Once the mind believes this self created truth, the body jumps on board. With the body and mind working together, our thoughts and feelings will work to reinforce what we believe to be true.
Becoming aware of the way our imaginations are in command of our actions and beliefs is the first step to regaining control over the reality we WANT to create. But just having the awareness is not enough.
How many of us have been in a situation that seems to repeat itself over and over, despite knowing that it isn’t good for us? Maybe it’s a choice with our diet, perhaps a relationship theme.
These are examples of how knowing the truth is not always enough to carry us to the result we are hoping for. Because the tracks of our repeated beliefs, those years of our imagined realities, are deep grooves in the mind.
So, how then do we break free from the self limiting world we’ve imagined ourselves into? Well, we imagine ourselves out of it of course.

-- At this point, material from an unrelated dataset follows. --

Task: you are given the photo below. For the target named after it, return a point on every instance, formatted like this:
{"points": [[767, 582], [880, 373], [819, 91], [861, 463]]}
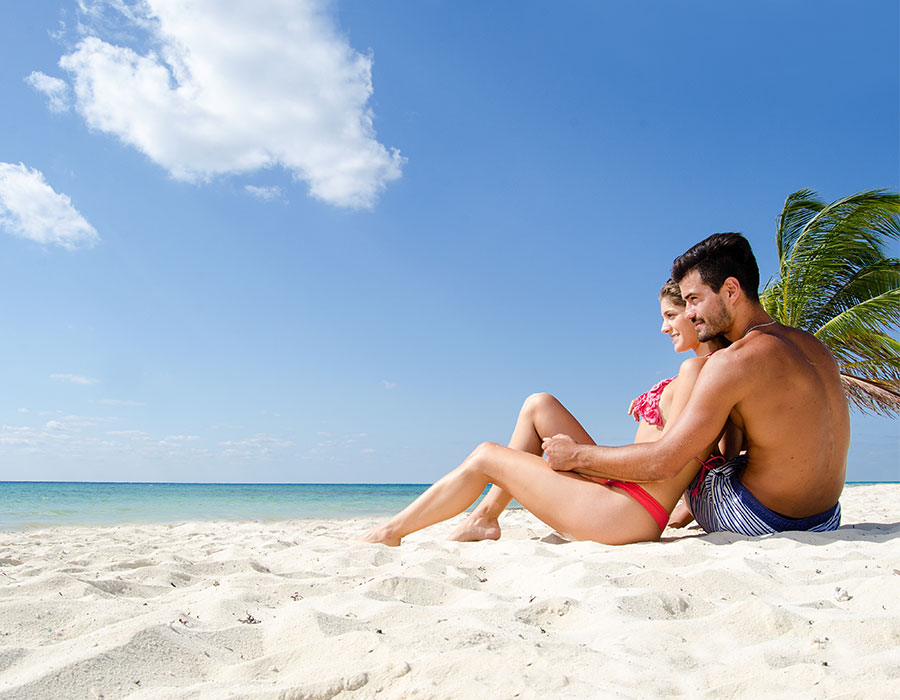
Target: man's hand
{"points": [[681, 516], [560, 452]]}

This may sound rather silly, when at first your adult mind receives these words. But I assure you that the frequency with which you are currently and subconsciously using this superpower may also seem silly.
Consider an unreturned phone call, maybe a loved one. The mind begins to write a story, perhaps based on some facts, but we may also include some of our own “ideas” of why they haven’t called. “An accident” the mind reasons. “They’ve changed their minds” you consider. “I’m asking too much” you conclude.
When left unchecked the imagination can write a book, or a lifetime, on what it considers a possible reality.